The role of market forces in shaping human resources for health
The behaviours of health professionals and their employers, and their responsiveness to incentives may be an under-recognised origin of human resources for health (HRH) crises.
Demand (the willingness and ability to pay for the time of health staff, whether through paying for services in the private sector or employing staff to provide free or subsidised care in the public sector) and
Supply (the willingness of health professionals to offer their labour to the health labour force)
interact to determine the availability of staff with specific skills, in specific places to meet the needs of patients. Health systems are not able to ensure that the resulting availability of health staff is consistent with population health needs – at the national or sub-national level, or for overall numbers of health staff or specific categories.
Vujicic and Zurn (2006) illustrate these issues by a case study of Malawi. In 2003 Malawi had an excess demand for health professionals. Unfilled posts in the Ministry of Health indicated that there was a budgeted demand for health professionals, that was not not met by health workers offering their labour to take up the available posts. To address this problem, the government considered increasing the number of health professionals being trained, recruiting from abroad, recruiting from retired or inactive workers and recruiting from those who had switched to other occupations. Increasing training output was limited by the number of high school graduates with the required qualifications to be accepted into clinical training, but also by the unattractiveness of health occupations relative to other careers these high-schoolers might choose, something influenced by the terms and conditions of health sector employment. The other strategies were all highly affected by terms and conditions in other jobs available to individuals with health professional training. Better terms and conditions in the public health sector would be required to attract staff back from each of the choices they had previously made – to work abroad, to leave the workforce or to work in other occupations.
McPake et al. (2013) show how a combination of improving terms and conditions of public sector clinical jobs, and increasing training capacity in the health professional education system, had a significant impact on Malawi’s HRH situation in the years that followed. A 50% increase in training output and a 52% salary top-up led to a significant improvement in health workforce availability. Health worker density rose from 0.87 to 1.44 per 1000 population between 2004 and 2009.
But labour market analysis does not always indicate that improved terms and conditions for health workers are the answer.
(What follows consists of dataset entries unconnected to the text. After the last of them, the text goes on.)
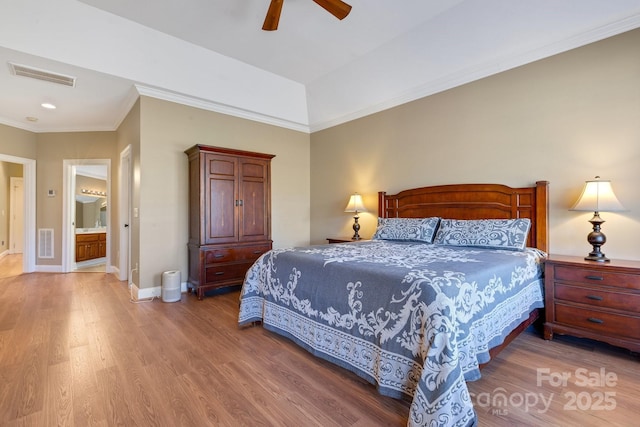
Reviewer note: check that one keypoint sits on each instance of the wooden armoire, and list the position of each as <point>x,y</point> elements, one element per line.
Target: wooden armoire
<point>229,215</point>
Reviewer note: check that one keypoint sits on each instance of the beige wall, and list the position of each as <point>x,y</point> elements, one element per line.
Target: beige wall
<point>17,142</point>
<point>167,130</point>
<point>564,119</point>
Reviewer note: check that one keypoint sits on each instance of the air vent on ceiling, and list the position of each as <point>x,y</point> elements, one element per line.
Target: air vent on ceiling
<point>38,74</point>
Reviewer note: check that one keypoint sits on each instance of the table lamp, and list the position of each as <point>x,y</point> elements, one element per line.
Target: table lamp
<point>597,196</point>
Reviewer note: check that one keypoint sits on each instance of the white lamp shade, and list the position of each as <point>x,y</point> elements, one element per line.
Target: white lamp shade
<point>355,204</point>
<point>598,196</point>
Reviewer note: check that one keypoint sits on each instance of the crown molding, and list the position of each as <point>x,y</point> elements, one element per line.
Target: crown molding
<point>486,69</point>
<point>218,108</point>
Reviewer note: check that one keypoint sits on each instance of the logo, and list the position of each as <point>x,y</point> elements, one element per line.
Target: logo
<point>596,396</point>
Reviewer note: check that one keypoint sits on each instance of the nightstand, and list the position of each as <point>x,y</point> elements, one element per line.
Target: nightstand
<point>590,299</point>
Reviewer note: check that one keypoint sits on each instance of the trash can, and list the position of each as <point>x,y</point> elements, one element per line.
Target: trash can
<point>171,286</point>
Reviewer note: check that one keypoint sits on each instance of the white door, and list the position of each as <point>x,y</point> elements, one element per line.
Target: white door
<point>16,222</point>
<point>125,213</point>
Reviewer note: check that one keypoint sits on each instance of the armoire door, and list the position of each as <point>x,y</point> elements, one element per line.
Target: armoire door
<point>221,190</point>
<point>253,212</point>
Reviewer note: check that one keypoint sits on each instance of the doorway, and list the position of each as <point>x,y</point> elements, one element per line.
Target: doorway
<point>86,215</point>
<point>28,216</point>
<point>16,215</point>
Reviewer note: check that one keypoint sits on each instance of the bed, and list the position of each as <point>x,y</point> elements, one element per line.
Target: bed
<point>452,275</point>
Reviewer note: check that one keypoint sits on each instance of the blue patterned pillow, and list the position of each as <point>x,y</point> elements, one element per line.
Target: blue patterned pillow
<point>415,229</point>
<point>486,233</point>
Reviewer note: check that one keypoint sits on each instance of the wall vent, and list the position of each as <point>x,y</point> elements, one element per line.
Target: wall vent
<point>45,243</point>
<point>38,74</point>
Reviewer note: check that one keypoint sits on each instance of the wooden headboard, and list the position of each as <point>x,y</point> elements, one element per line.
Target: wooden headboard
<point>474,201</point>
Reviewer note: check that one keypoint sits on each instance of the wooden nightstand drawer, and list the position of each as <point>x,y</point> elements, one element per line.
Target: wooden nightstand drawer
<point>590,299</point>
<point>600,321</point>
<point>227,272</point>
<point>596,277</point>
<point>598,297</point>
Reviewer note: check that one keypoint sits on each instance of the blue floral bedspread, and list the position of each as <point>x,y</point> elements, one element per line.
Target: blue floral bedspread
<point>414,319</point>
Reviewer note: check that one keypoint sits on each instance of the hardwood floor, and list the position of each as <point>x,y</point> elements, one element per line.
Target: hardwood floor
<point>75,351</point>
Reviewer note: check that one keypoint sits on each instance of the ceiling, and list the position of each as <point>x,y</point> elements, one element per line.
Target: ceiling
<point>312,73</point>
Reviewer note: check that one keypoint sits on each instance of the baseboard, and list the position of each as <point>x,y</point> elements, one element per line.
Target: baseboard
<point>48,268</point>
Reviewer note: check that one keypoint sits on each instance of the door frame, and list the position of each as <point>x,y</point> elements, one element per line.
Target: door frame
<point>69,209</point>
<point>29,236</point>
<point>124,218</point>
<point>12,214</point>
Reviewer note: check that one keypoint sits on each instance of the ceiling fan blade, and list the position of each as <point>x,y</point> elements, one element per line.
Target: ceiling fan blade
<point>337,8</point>
<point>273,16</point>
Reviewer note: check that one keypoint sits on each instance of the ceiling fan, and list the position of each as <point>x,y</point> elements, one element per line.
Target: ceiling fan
<point>337,8</point>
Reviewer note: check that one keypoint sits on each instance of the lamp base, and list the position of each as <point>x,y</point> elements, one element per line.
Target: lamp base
<point>596,238</point>
<point>597,257</point>
<point>356,228</point>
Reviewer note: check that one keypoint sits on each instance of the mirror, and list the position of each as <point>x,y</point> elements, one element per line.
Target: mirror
<point>91,211</point>
<point>91,197</point>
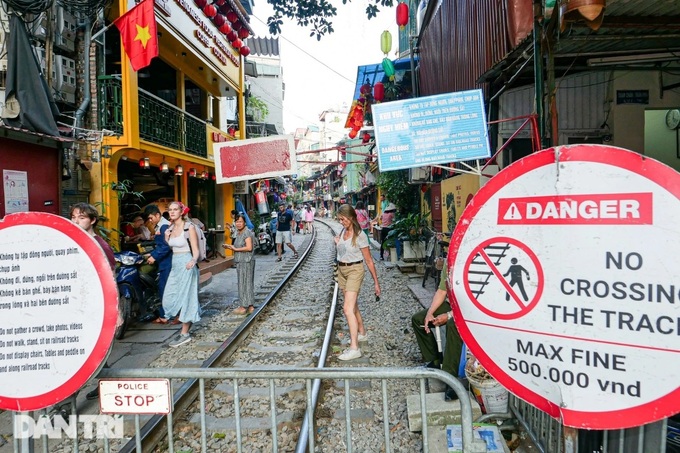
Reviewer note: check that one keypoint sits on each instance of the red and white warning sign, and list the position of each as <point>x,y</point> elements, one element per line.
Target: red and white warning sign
<point>58,309</point>
<point>564,269</point>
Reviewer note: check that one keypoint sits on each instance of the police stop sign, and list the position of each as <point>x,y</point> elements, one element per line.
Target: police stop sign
<point>564,269</point>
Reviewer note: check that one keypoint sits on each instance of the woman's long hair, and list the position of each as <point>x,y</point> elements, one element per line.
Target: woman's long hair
<point>348,212</point>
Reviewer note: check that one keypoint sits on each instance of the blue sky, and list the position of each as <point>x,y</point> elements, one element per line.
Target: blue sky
<point>320,74</point>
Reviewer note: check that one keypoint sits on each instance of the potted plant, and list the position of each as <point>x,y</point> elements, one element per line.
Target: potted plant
<point>412,231</point>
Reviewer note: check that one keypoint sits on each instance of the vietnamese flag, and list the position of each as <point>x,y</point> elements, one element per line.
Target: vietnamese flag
<point>138,32</point>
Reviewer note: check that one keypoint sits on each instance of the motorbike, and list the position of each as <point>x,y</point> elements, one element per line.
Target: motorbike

Note: The supply curve (S) slopes upward because higher levels of P (price or, in this case, the wages of health professionals) result in a higher quantity (Q) of supply: more health workers ready to offer their services or health workers willing to work more hours. The demand (D) curve slopes downward because, when wages are higher, those that demand health workers’ services reduce the quantity they demand as the wage rate rises. Image source: Fig 1 p.841 in McPake, B., Maeda, A., Araújo, E.C., Lemiere, C., El Maghraby, A. and Cometto, G., 2013. Why do health labour market forces matter?. Bulletin of the World Health Organization, 91, pp.841-846.
As Figure 1 shows, health labour markets can be in situations of excess demand and labour shortage, such as in the case of Malawi in 2003, or there can be unemployment among the health workforce, where effective demand is insufficient to employ trained health workers. This doesn’t mean there are plenty of health workers to meet the population’s health needs, just that there are not enough employment opportunities to support the available health workforce being employed where they are needed. In Kenya, for example, there has been persistent health professional unemployment alongside unmet health needs, particularly in the rural and sparsely populated North of the country.
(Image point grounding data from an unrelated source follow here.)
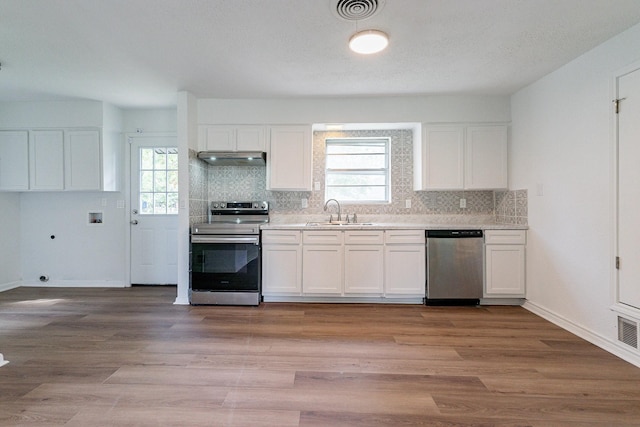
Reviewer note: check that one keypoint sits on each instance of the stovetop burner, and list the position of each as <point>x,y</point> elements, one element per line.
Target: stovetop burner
<point>234,218</point>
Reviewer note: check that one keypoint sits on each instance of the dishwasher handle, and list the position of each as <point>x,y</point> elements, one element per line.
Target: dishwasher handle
<point>454,234</point>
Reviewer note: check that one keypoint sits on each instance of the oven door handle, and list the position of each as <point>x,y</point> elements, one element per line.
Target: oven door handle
<point>226,239</point>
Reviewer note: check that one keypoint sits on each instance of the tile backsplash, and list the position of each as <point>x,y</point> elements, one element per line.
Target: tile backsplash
<point>249,183</point>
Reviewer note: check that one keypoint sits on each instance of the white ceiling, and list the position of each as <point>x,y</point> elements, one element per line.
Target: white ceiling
<point>140,53</point>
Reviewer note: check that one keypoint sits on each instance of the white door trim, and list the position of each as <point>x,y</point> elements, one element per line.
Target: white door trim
<point>127,189</point>
<point>614,200</point>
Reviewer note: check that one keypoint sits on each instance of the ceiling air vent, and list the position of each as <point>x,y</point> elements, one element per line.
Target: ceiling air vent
<point>628,332</point>
<point>356,10</point>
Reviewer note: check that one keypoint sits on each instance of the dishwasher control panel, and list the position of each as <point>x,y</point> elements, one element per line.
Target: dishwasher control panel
<point>454,233</point>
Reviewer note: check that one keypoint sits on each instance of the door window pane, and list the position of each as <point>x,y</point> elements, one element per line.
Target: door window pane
<point>159,181</point>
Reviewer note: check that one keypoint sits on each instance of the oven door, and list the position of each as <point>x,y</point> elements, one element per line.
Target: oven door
<point>225,263</point>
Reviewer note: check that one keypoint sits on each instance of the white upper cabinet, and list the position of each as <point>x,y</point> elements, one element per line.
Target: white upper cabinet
<point>83,163</point>
<point>231,138</point>
<point>461,157</point>
<point>46,160</point>
<point>441,159</point>
<point>289,158</point>
<point>59,160</point>
<point>486,157</point>
<point>14,160</point>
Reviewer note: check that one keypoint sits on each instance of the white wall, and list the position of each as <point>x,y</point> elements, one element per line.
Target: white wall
<point>43,114</point>
<point>150,120</point>
<point>9,240</point>
<point>561,142</point>
<point>81,254</point>
<point>355,110</point>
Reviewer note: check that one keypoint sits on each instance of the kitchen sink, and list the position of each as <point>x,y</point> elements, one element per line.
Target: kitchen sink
<point>337,224</point>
Where a Kenyan situation arises, an increase in wages will reduce the demand for health professionals: Ministries of Health, hospitals and other employing institutions will be unable to afford to employ as many health workers; so more will become unemployed and even fewer will be available to meet the population’s health needs.
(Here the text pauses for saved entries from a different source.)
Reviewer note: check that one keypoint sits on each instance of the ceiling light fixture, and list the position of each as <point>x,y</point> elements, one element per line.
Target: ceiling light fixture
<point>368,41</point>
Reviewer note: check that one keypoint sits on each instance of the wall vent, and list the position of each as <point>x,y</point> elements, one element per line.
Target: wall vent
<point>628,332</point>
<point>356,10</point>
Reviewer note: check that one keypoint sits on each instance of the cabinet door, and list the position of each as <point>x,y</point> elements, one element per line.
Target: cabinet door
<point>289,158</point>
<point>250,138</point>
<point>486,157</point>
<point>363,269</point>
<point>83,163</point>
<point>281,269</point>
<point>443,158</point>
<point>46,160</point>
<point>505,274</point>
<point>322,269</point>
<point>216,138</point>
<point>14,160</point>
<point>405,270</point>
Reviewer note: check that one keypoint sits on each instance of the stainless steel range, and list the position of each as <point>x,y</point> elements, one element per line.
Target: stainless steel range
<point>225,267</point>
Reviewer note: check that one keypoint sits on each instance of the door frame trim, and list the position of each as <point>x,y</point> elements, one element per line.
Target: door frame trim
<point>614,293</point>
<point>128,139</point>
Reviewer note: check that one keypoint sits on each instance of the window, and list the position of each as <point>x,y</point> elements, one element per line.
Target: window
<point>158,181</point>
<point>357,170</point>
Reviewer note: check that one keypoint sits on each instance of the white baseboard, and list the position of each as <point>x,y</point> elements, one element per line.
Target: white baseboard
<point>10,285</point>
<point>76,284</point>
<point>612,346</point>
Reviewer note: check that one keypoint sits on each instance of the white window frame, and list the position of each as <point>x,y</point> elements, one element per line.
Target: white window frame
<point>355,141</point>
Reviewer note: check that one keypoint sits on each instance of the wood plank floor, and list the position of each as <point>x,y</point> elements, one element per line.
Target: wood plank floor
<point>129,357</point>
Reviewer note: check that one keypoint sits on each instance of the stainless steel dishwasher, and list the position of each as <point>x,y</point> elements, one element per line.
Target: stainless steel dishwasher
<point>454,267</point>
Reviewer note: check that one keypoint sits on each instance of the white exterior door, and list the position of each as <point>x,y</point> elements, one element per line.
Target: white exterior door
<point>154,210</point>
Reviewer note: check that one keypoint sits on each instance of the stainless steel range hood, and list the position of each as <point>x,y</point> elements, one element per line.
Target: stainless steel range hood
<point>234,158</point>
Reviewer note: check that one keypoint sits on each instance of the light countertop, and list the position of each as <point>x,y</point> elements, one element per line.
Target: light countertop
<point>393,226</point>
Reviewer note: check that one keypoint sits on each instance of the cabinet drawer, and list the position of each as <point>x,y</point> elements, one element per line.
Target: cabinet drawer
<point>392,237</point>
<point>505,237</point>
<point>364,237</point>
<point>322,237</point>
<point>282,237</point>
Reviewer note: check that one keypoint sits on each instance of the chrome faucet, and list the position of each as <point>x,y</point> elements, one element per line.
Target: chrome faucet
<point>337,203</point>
Consequently, deriving strategies to correct health workforce imbalances requires analysis of the current labour market situation. The list below (from McPake et al., 2013, p 844) provides a set of examples.
“Where constraints to supply are most important, policies such as expanding training opportunities may be appropriate
Where constraints of demand are most important, policies such as increasing the funding available for the health workforce are likely to be appropriate
An effective strategy will more often address both supply and demand constraints simultaneously
In some cases, solutions may require structural changes to the labour market, such as the reorganisation of the service delivery system and changes in the skills required of health workers (eg greater use of mid-level health workers), which in turn will change the labour market dynamics.”
Task-shifting is a common strategy to address unmet demand for certain health services; if managed well, it can also free up the more qualified cadres to teach and supervise more junior professionals in their field, thus helping to address supply problems. What might be some other effects of task shifting on the supply of, and demand for, health professionals?
McPake, B, Maeda, A, Araújo, EC, Lemiere, C, El Maghraby, A, & Cometto, G, 2013, ‘Why do health labour market forces matter?’, Bulletin of the World Health Organization, vol. 91, pp. 841-846.
Vujicic, M & Zurn, P, 2006, ‘The dynamics of the health labour market’, The International journal of health planning and management, vol. 21, no. 2, pp. 101-115.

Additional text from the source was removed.